A desordem internacional imposta por Donald Trump - O último sinal da degradação do direito internacional é a conversão dos EUA num Estado pária à luz dos critérios que este país tinha inventado para designar, como Estados párias, os Estados violadores sistemáticos da ordem internacional e dos direitos humanos. O segundo mandato de Donald Trump veio revelar ao mundo o embuste que as primeiras vítimas da geopolítica dos EUA há muito conheciam: os EUA são um país nascido do genocídio das populações originárias; um país violento que em 249 anos da sua existência esteve em guerra contra países estrangeiros durante 222 anos; um país que não reconhece aliados nem negociações entre iguais, apenas interesses próprios e vassalos para os servir, impondo-lhes condições por via de chantagem; uma democracia muito condicionada que só num curto período permitiu que a democracia regulasse os “excessos” do capitalismo-colonialismo, o período do New Deal. Não surpreende que hoje o único aliado dos EUA seja outro Estado pária, Israel, uma aliança que tem por objectivo controlar o Médio Oriente e os seus recursos naturais e bloquear o acesso da China à Europa ocidental, depois de o ter bloqueado por via da Rússia e da Bielorrússia. Trata-se de uma aliança radical que recorre ao meio mais violento da tradição da Europa colonialista e nazi-fascista: a degradação ontológica de um povo inteiro à condição de sub-humanidade para “legitimar” o seu genocídio, neste caso, o povo palestino. Em conjunto, são os dois países mais perigosos do mundo, as maiores ameaças à paz e os mais acérrimos promotores da contra-revolução.

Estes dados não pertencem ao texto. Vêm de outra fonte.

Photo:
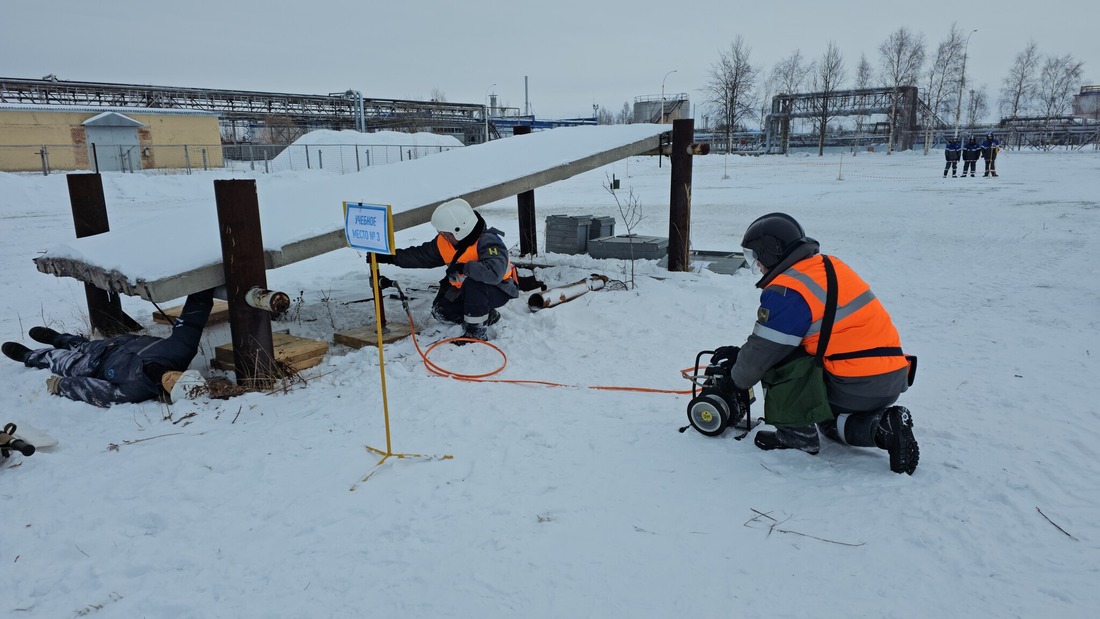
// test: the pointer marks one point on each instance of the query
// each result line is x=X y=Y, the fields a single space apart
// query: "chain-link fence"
x=184 y=158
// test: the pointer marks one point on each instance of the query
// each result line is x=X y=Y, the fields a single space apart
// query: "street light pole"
x=662 y=92
x=485 y=113
x=958 y=104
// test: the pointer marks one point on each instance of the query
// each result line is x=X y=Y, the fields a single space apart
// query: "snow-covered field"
x=568 y=501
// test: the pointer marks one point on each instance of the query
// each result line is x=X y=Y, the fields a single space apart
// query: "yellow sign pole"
x=364 y=232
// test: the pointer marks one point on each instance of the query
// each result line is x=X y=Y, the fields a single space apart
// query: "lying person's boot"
x=494 y=317
x=895 y=435
x=44 y=335
x=14 y=351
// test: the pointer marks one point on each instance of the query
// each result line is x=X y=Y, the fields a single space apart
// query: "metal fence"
x=184 y=158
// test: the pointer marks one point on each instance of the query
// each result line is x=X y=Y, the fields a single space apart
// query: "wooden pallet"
x=218 y=313
x=299 y=353
x=369 y=335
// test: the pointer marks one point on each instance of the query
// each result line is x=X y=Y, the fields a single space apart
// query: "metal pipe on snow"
x=567 y=293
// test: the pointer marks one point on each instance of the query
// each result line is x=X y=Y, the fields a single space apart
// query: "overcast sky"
x=574 y=53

Finalmente, a guerra das tarifas (taxas impostas pelos EUA aos produtos importados de diferentes países segundo uma lógica aparentemente mais política que económica) significa o paroxismo do unilateralismo chantagista ao impor tarifas diferenciadas a cada país. Não tem qualquer lógica económica e nesse sentido é algo novo na ordem liberal e neoliberal dos últimos duzentos anos. Mas, por outro lado, a sua lógica política não constitui nada de novo na história dos imperialismos: dividir para reinar.

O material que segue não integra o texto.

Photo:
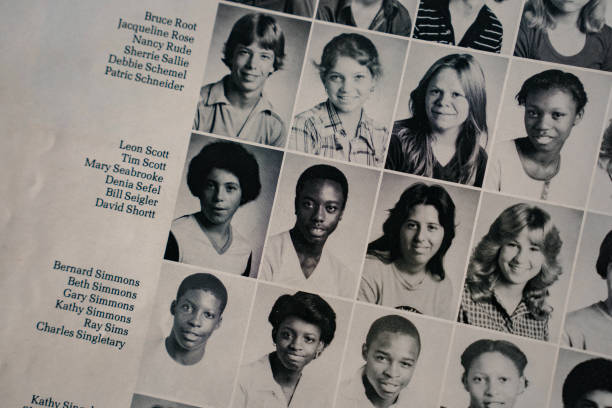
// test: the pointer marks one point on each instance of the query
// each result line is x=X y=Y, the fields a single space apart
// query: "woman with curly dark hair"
x=510 y=272
x=223 y=176
x=303 y=325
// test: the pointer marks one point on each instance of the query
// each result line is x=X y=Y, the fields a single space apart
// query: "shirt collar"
x=216 y=96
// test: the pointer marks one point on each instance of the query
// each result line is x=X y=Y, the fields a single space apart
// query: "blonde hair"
x=483 y=271
x=592 y=17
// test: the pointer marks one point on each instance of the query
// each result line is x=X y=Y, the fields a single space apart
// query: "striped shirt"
x=319 y=131
x=490 y=314
x=433 y=23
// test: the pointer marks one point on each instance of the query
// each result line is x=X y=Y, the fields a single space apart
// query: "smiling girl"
x=571 y=32
x=443 y=137
x=303 y=325
x=510 y=271
x=493 y=373
x=339 y=128
x=404 y=268
x=532 y=166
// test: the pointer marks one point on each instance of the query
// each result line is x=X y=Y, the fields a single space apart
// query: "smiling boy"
x=236 y=105
x=298 y=257
x=390 y=351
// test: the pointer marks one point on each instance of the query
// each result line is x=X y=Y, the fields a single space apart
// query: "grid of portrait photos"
x=374 y=213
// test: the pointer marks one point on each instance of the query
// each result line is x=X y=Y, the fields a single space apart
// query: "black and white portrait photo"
x=386 y=16
x=485 y=25
x=552 y=156
x=252 y=73
x=581 y=380
x=569 y=32
x=588 y=321
x=447 y=105
x=223 y=205
x=418 y=245
x=293 y=350
x=601 y=189
x=491 y=369
x=347 y=94
x=196 y=327
x=319 y=226
x=393 y=359
x=520 y=267
x=303 y=8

Conclusão - Vivemos nas ruínas do reformismo social, da democracia, do fim do colonialismo histórico, e do direito internacional. A história mostra que as ideias mortas têm uma inercia própria que lhes permite sobreviver como fantasmas durante um tempo. Enquanto isso, aumenta a polarização social, a conversão de adversários em inimigos, e crescem as apologias da guerra e da contra-revolução, sob a forma do crescimento global da extrema-direita e da política do ódio. No subterrâneo deste movimento corre o regresso da ideia de revolução. O que significa a esperança quando a humanidade caminha sonâmbula para a guerra e a revolução sem saber qual a sequência entre elas ou qual o futuro depois delas? Este é o tema da segunda parte deste ensaio.